There is a word becoming trendy: LIBOR. Like a trend it will pass and be forgotten… but in fact I believe it is casting light on some practices that impact my savings, every day.
But first, let’s get into another subject, the “weakening” of Euro-zone confidence and let’s think if it is the same mechanisms at work there… or not? So, to put it in short, the traders and investors decided that it is not safe to lend to Greece any longer. I’ve read it was related to Credit Default Swap products and indexes, very complex I first thought. For sure those “lettability” ratings are like the triple A ratings to my opinion, they are based on indexes that are very well understood and used by traders.
Now back to LIBOR, the London inter-bank offered rate. I started to have some thoughts, reading “the rotten heart of finance” in The Economist. First, the scale: “It is used as a benchmark to set payments on about $800 trillion-worth of financial instruments [… like your typical] mortgage.” And this LIBOR has been manipulated! And the Economist article goes on “[…]including Canada, America, Japan, the EU, Switzerland and Britand […] similar rates were rigged by large numbers of banks.”

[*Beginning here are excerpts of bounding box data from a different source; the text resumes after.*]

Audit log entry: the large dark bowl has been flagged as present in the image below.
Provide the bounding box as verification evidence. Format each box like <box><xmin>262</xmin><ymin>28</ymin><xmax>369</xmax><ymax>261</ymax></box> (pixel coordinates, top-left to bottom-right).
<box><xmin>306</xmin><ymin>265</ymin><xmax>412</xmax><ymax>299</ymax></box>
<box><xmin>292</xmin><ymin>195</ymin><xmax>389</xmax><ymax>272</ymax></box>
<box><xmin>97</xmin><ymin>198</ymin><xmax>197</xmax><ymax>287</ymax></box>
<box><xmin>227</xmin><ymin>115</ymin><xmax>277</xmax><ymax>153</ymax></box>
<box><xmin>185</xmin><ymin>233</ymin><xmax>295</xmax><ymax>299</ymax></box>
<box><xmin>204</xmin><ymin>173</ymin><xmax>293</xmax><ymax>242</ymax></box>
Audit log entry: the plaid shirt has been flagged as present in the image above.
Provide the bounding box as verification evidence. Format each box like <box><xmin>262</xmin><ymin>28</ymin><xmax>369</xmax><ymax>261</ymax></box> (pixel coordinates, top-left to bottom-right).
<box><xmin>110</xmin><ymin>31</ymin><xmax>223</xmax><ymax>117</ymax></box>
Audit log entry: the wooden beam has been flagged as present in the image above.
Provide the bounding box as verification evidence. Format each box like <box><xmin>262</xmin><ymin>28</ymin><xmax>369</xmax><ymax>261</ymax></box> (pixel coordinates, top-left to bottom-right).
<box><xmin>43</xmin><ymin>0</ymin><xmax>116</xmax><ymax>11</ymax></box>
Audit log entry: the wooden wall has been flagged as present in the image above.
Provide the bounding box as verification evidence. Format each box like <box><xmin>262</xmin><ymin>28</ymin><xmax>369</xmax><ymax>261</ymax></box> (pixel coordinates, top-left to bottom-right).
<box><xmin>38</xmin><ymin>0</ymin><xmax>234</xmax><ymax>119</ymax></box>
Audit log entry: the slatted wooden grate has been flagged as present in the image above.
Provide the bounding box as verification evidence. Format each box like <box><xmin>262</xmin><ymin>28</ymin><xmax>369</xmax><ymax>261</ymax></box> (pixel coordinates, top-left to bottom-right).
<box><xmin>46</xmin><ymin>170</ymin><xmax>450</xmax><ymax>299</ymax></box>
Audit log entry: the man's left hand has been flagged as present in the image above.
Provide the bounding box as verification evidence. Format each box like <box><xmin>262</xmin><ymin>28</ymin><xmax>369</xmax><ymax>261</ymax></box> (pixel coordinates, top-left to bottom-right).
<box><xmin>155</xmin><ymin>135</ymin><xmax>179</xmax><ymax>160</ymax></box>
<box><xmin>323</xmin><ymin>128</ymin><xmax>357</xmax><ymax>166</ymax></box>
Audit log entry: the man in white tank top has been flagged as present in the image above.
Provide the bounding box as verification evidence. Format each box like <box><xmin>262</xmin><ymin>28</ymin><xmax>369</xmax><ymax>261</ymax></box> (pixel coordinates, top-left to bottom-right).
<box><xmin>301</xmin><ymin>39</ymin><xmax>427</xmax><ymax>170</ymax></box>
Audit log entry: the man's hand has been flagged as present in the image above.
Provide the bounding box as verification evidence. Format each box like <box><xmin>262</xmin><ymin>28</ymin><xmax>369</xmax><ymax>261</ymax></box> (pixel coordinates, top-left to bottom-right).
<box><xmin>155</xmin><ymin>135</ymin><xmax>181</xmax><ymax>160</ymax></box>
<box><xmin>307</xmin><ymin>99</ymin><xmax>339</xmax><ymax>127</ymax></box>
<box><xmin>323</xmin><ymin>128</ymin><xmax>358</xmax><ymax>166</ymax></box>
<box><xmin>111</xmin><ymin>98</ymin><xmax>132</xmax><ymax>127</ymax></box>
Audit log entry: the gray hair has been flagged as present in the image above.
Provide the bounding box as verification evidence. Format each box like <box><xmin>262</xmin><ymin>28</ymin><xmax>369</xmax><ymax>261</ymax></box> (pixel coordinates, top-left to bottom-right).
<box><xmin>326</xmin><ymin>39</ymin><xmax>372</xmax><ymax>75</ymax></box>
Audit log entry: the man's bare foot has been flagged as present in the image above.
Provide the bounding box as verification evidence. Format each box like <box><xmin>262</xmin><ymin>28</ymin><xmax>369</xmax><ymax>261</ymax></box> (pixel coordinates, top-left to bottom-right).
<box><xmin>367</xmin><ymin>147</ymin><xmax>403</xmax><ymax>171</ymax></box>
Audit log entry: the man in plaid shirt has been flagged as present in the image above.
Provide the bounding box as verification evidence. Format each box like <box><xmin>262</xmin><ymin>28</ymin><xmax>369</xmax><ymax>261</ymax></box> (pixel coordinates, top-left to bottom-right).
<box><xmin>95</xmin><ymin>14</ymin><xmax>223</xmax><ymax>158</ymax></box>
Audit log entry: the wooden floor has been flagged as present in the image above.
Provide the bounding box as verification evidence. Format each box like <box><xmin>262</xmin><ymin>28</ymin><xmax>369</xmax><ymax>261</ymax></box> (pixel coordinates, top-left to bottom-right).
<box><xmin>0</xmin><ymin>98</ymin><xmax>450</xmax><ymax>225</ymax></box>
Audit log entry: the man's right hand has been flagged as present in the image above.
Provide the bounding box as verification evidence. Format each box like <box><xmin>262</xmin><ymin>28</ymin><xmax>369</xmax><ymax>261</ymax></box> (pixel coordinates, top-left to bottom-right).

Then the culprits are designated further down “DERIVATE TRADERS”.
With the normal flow of justice this scandal can cost a lot to banks. But why shall I accept this? When the Economist articles says that the LIBOR and like investigations could “cost the banking industry”, I tend to rather interpret it as my private bank account at Barclays will see its interest rates lower to compensate for the cost of getting caught cheating.
I don’t believe this treatment is fair. Let’s apply an existing solution: how we punish hackers. If a hacker messes with our private data (or public services) he can be banned from using a computer for the part of his life (or at least under control). Well, if a trader/banker messes around with our private money (here it impacts our mortgage!) or public money he should be deprived from any bonus for part of his life, and why not in severe cases blocked to earn the minimum wage for the rest of his life.
Now here it when it all comes together: if traders rig our mortgage rate, why couldn’t they do so about Greece, Spain, etc. interest rate? It is clearly admitted by senior bankers that the LIBOR rate is set on estimates and not on actual transactions! So if traders play with LIBOR rates why aren’t they playing with Euro zone rates?
I was initially categorizing such a question in conspiracy theory. But for me, real conspiracy theory is when an uninteresting citizen (like me) wants to believe that they are people interested in listening to his conversations, monitoring his life, etc. It makes him feel important. The flaw here is that in reality government and rich people have much better to do than try to know what a random bloke is doing, there is no interest… But here when we talk about our mortgages or the Euro zone, there is a lot of money at stake, a lot of money on bet and transactions to be made.
So I am just asking questions, but here is a suggestion: at the moment we tend to tell the South of Europe what to do (while half of their youngs are on the dole) wouldn’t we rather want to tell banks and monitor banks what to do about our private and national interest rates?